In 2009, Vecina and collaborators [1] developed a 17-items instrument—the volunteer satisfaction survey (VSS) to assess volunteer motivation according to three dimensions: (1) satisfaction of motivations (based on the volunteer functions inventory [8]); (2) satisfaction with the management of the organization (based on the conceptualization of Penner [30]; and (3) satisfaction with the tasks (based on the job diagnostic survey [31]). The authors analysed the importance of each dimension for the intention to remain and found that volunteer satisfaction accounted for only 8.3% of the volunteers’ intention to continue their work. However, there are few studies that have used and examined the VSS [19,32,33].

Considering that in the Portuguese context there are few studies that use a standardized measurement for assessing volunteer satisfaction, some use a small number of selected items from several scales to fit the criteria of evaluation [34,35] and the importance of volunteering satisfaction. We considered exploring the VSS in the Portuguese context because it is also an instrument that needs further study related to its psychometric characteristics. In this way, the aim of our work was to explore the psychometric properties of the VSS among a sample of Portuguese volunteers, including: (1) VSS internal structure with confirmatory factor analysis; (2) internal consistency; and (3) convergent validity with other constructs (motivation, organizational commitment, and engagement).

2. Materials and Methods

2.1. Sample

Data were collected from 335 volunteers, for a mean of 44.05 months (SD = 65.75, between 1 and 600 months), working mainly weekly (64.2%) in the social (74.7%) and health (17.3%) setting. Their ages ranged from 14 to 81 years old (M = 36.26, SD = 14.75), and 79 were male (23.6%) and 256 female (76.4%).

2.2. Instruments

The volunteer satisfaction survey (VSS) [1] was translated and adapted. This questionnaire is composed of 17 items that assess three subscales: (1) Satisfaction of motivations (six items: e.g., “The tasks I usually perform as a volunteer allow me to establish social relationships with different people”); (2) Satisfaction with the management of the organization (seven items: e.g., “Satisfaction with the overall management of the organization”); and (3) Satisfaction with the tasks (four items: e.g., “I am satisfied with the effectiveness with which I perform the tasks assigned to me”).
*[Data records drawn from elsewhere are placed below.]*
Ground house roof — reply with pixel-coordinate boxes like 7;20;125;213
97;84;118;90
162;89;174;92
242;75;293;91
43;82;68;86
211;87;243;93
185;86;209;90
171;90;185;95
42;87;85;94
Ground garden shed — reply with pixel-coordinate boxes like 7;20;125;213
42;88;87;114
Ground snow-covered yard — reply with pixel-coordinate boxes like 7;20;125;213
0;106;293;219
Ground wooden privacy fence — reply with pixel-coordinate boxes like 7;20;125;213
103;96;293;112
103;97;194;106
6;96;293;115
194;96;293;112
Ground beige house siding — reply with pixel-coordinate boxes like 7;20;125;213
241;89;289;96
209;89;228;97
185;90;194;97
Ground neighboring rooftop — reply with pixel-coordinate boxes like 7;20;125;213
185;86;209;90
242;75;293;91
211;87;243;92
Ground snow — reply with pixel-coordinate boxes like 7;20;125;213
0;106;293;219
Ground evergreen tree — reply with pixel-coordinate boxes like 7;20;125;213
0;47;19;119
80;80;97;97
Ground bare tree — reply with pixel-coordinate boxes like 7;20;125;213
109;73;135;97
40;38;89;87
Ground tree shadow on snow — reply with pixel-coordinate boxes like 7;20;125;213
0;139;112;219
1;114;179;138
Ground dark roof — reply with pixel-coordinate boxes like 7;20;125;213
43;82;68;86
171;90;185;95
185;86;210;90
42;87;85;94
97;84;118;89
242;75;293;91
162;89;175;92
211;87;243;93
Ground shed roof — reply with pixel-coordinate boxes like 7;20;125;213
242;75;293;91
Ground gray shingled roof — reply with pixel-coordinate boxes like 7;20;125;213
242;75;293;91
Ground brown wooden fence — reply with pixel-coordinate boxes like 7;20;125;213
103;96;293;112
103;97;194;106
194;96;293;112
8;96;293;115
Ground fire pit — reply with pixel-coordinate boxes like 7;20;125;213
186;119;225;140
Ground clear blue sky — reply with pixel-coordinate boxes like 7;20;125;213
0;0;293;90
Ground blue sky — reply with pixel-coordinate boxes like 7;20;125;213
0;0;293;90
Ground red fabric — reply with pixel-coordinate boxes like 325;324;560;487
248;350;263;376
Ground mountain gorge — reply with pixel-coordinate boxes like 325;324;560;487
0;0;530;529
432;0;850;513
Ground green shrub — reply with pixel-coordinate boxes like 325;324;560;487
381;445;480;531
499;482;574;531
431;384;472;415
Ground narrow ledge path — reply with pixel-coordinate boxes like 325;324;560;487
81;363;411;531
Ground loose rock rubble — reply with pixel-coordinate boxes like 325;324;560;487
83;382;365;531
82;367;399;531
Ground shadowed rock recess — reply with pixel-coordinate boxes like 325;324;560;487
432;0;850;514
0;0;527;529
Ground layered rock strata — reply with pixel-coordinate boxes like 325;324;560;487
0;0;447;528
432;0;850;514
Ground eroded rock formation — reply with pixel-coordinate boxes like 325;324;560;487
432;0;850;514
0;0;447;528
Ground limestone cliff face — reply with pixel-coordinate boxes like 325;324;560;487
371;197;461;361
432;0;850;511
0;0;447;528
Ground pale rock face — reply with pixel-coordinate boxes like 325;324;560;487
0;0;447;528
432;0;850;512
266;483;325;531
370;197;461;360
Responses were given using a seven-point Likert-type scale (1 = Very dissatisfied; 7 = Very satisfied). Dimension and scale scores were computed by averaging items, with higher scores indicating greater satisfaction.

The Utrecht work engagement scale (UWES) [36] was used to assess the volunteers’ engagement. This instrument is composed of 15 items that assess three underlying dimensions: (1) Vigor (five items: e.g., “At my job, I feel strong and vigorous”; α = 0.85); (2) Dedication (five items: e.g., “My job inspires me”; α = 0.85); (3) and Absorption (five items: e.g., “I am immersed in my work”; α = 0.81). Using a seven-point Likert-type scale, participants scored each item ranging from (0 = Never; 6 = Every day). Dimension and scale scores were computed by averaging items, with higher scores indicating greater volunteering work engagement.
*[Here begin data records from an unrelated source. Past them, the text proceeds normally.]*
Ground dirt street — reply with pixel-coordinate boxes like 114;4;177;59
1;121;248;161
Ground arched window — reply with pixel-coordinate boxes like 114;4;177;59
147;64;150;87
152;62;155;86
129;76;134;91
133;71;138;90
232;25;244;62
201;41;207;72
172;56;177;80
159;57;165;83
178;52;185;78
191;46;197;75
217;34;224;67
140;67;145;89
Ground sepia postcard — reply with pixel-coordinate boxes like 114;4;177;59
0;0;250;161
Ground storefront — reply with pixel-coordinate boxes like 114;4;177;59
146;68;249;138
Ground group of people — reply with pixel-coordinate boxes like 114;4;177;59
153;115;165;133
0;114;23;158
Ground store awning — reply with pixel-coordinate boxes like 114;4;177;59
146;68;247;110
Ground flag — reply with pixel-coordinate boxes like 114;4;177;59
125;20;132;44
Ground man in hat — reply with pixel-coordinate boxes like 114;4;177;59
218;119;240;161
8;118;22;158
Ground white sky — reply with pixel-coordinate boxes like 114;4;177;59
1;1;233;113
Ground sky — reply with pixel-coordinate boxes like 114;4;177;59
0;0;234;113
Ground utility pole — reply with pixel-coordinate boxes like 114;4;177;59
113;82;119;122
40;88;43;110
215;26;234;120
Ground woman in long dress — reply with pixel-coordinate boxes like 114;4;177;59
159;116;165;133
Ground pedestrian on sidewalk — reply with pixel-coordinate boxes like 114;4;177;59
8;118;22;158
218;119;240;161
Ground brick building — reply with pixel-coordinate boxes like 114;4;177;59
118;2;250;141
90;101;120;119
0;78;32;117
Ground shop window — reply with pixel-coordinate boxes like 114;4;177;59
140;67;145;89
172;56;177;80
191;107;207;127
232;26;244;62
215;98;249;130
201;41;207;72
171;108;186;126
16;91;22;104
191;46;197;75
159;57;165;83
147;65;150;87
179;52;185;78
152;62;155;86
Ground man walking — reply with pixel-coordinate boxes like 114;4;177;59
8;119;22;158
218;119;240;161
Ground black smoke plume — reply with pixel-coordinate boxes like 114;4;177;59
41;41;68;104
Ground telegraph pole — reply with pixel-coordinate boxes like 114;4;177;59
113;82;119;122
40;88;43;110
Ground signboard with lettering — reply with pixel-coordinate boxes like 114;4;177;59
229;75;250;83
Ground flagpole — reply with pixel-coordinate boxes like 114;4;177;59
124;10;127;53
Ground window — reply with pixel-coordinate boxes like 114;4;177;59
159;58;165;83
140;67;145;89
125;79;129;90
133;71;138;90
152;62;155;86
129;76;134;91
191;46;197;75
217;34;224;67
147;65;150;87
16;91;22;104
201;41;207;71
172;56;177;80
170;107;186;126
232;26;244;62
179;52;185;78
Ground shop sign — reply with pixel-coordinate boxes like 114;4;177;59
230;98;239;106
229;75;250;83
The Portuguese Version of the organizational commitment questionnaire (OCQ) [37] was used to evaluate the volunteers’ commitment and attachment to the organization. Three dimensions were assessed: (1) Affective (eight items: e.g., “I am willing to put in a great deal of effort beyond that normally expected in order to help this company to be successful”; α = 0.85); (2) Cognitive (four items: e.g., “I feel little loyalty to this organization”; α = 0.64); (3) and Behavior commitment (three items: e.g., I really care about the fate of this company”; α = −0.45), were assessed on a seven-point Likert-type scale (1 = Strongly disagree; 7 = Strongly agree). The total scale alpha was 0.82, without the behavior commitment subscale. Dimension and scale scores were computed by averaging items, with higher scores indicating greater satisfaction.

A sociodemographic questionnaire was also used to collect information on gender, age, and volunteering-related variables (e.g., organization, area, volunteering dedication).

2.3. Procedures

This study was approved by-[Blind to review].

The VSS was translated and adapted according to a back-translation process [38] following permission from the original authors.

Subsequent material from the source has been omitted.